1 – Can you control someone else mind?
2 – How on Earth can you find out that there is life in space?
3 – How can one city have two different levels of economic prosperity?
1 – Controlling someone through persuasion
A few months back, I found myself opening social media apps subconsciously. After a few minutes of mindless scrolling, I would realise that I had no reason to visit the app. At that point, I knew I crossed the limit and hence deleted the app from my phone. First of all, I am confounded on how I reached this state, and it turns out the answer is persuasive design as said in the documentary the social dilemma.
It turns out the carefully engineered algorithms that help run these apps have been developed with the principles from persuasive design. The algorithms, through subtle nudges, recommend what you must watch, listen, and read and consequently change your behaviour.
As it turns out, controlling someone else mind has now been proven possible, but the unintended consequences are worrisome. I resonated on so many levels of concerns that were enumerated in the social dilemma. With persuasive design widely prevalent, the bigger looming question we need to ask ourself is why do we want to use this piece of technology?
A good pandora box?
Although the negatives are surfacing, the school of thought is excellent as it can be used to persuade someone to make better habits such as reducing plastic use or carbon footprint. The timing of this documentary is perfect because, for the last 3 and a half months, I have been conducting a self-experiment on how to persuade myself to be more productive (in a healthy way). Watch this space for the blog!
2. Life on Venus
The flashing news in the world of astronomy this week is that scientist are one step closer in finding out whether Venus has or had lifeforms. The research team has discovered that Venus’ atmosphere has Phosphine (PH3). On Earth, this gas does not occur abiotically naturally. It is associated with lifeforms as it is found in swamps and in a Penguin’s gut. In simpler terms, PH3 can form either because of living things or in a lab. Because of this finding, scientists believe that the PH3 found on Venus must be because of a lifeform.

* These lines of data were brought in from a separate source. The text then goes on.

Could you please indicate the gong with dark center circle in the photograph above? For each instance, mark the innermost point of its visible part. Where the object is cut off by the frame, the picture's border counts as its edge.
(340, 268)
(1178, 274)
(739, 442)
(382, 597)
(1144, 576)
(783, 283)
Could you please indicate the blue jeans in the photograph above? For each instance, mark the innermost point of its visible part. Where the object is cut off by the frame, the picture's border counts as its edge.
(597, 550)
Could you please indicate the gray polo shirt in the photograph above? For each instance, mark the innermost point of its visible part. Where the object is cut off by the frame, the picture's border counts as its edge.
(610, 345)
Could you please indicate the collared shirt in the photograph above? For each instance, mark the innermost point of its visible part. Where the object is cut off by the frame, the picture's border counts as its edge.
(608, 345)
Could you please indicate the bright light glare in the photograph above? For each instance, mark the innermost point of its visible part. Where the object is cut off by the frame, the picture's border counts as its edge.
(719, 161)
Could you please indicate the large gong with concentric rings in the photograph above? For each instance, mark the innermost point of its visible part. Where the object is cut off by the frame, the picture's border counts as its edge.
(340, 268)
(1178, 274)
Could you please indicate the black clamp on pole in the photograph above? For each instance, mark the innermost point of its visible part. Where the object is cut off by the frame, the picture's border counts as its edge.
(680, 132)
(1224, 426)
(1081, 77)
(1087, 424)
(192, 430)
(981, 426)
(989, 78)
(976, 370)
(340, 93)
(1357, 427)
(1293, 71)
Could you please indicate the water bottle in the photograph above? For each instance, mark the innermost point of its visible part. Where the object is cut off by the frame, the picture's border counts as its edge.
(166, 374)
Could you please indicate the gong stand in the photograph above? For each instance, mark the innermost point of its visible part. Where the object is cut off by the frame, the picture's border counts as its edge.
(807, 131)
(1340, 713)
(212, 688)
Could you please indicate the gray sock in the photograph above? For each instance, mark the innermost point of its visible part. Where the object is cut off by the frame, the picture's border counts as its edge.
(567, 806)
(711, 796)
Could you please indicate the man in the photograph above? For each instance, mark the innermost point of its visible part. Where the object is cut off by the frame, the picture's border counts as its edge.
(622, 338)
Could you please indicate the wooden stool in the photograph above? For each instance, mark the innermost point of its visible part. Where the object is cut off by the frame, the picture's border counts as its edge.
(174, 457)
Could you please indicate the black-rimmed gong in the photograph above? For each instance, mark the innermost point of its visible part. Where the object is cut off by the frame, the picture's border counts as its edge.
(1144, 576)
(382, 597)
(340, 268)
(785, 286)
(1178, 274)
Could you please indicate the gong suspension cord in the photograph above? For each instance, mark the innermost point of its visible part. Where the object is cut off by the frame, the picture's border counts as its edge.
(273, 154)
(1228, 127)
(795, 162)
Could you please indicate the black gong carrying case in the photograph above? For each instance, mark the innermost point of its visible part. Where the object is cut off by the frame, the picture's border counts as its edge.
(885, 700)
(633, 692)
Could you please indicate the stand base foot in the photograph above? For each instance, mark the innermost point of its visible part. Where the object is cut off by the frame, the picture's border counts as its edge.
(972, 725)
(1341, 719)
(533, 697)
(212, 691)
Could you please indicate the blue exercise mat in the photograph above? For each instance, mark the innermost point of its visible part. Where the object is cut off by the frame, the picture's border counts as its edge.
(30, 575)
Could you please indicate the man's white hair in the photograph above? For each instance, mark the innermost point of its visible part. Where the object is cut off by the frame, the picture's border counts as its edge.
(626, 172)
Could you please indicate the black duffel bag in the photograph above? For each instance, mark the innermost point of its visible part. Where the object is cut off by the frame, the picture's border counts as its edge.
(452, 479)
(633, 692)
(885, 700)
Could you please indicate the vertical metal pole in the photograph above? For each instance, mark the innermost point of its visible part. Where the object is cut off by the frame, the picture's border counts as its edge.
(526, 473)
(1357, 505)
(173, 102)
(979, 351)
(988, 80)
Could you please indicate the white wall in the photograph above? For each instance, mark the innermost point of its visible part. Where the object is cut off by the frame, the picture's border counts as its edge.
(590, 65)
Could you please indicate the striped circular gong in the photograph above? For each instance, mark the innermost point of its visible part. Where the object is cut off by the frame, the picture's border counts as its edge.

So the real question is how on Earth can you find what gas is on Venus’ atmosphere.
The answer is spectroscopy. When light (which is energy) passes through a gas, the electrons in atoms get charged up by absorbing some of the energy at a particular wavelength. However, to maintain equilibrium, the electrons can’t stay charged up all the time and hence would have to release the little amount of energy back at the same wavelength.
Using telescopes, scientists capture the wavelength of light that the electron releases. As different wavelengths produce different colours, scientists can observe different colour patterns from which they deduce the atoms and finally the gas.

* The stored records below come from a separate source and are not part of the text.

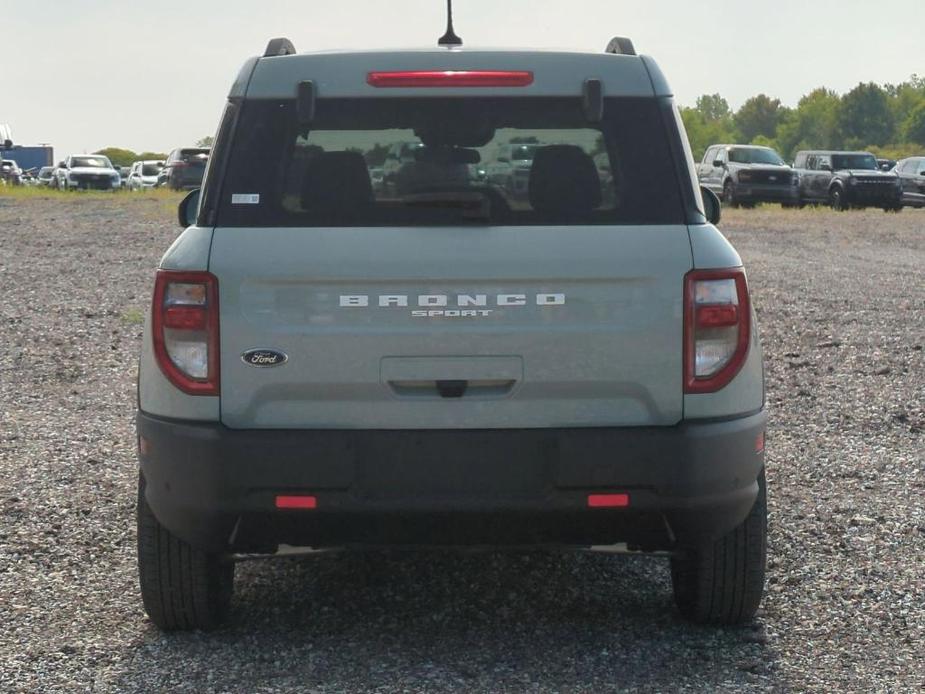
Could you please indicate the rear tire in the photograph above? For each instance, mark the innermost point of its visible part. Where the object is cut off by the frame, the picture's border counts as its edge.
(729, 197)
(837, 200)
(722, 582)
(182, 587)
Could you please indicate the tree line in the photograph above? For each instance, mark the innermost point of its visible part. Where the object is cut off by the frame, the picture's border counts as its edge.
(888, 120)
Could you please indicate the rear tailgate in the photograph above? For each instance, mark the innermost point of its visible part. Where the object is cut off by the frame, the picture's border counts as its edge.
(588, 331)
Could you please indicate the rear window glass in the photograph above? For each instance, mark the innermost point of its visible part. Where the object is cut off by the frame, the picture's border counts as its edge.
(194, 156)
(442, 161)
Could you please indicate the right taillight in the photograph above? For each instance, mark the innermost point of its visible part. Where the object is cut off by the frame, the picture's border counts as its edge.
(185, 330)
(717, 328)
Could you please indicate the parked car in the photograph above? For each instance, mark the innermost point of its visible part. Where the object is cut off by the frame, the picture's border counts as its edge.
(847, 180)
(144, 174)
(45, 176)
(747, 174)
(911, 174)
(511, 168)
(87, 172)
(184, 168)
(580, 369)
(10, 173)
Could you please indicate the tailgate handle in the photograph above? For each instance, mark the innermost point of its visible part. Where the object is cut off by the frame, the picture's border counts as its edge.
(453, 389)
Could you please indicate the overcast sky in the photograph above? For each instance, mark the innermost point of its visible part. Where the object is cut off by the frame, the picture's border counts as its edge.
(87, 74)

3 How can one city have two different levels of economic prosperity?
For many years, economists deduced that a country ends up being poor due to a single or a combination of the three factors: geographic location, culture, and people. In short the three schools of thoughts generalise that countries in a hotter/humid place, or culture that has less trust, or leaders with poor management and vision end up being poor. However there is one city that is a true outlier and confounds many social scientists and economists.
If you have not heard about the city of Nogales, then you are bound for a treat. To start with, Nogales is a city that the United States and Mexico share. Although historically, it is the same city, the average citizen living on the US side is 7 times more prosperous than the average citizen living on the Mexican side.
The answer lies in politics and government institutions. The authors of the book, Why Nations Fail, argue that institutions can be categorised into two broad categories: extractive institutions and inclusive institutions. From the terms, you might have guessed which one succeeds.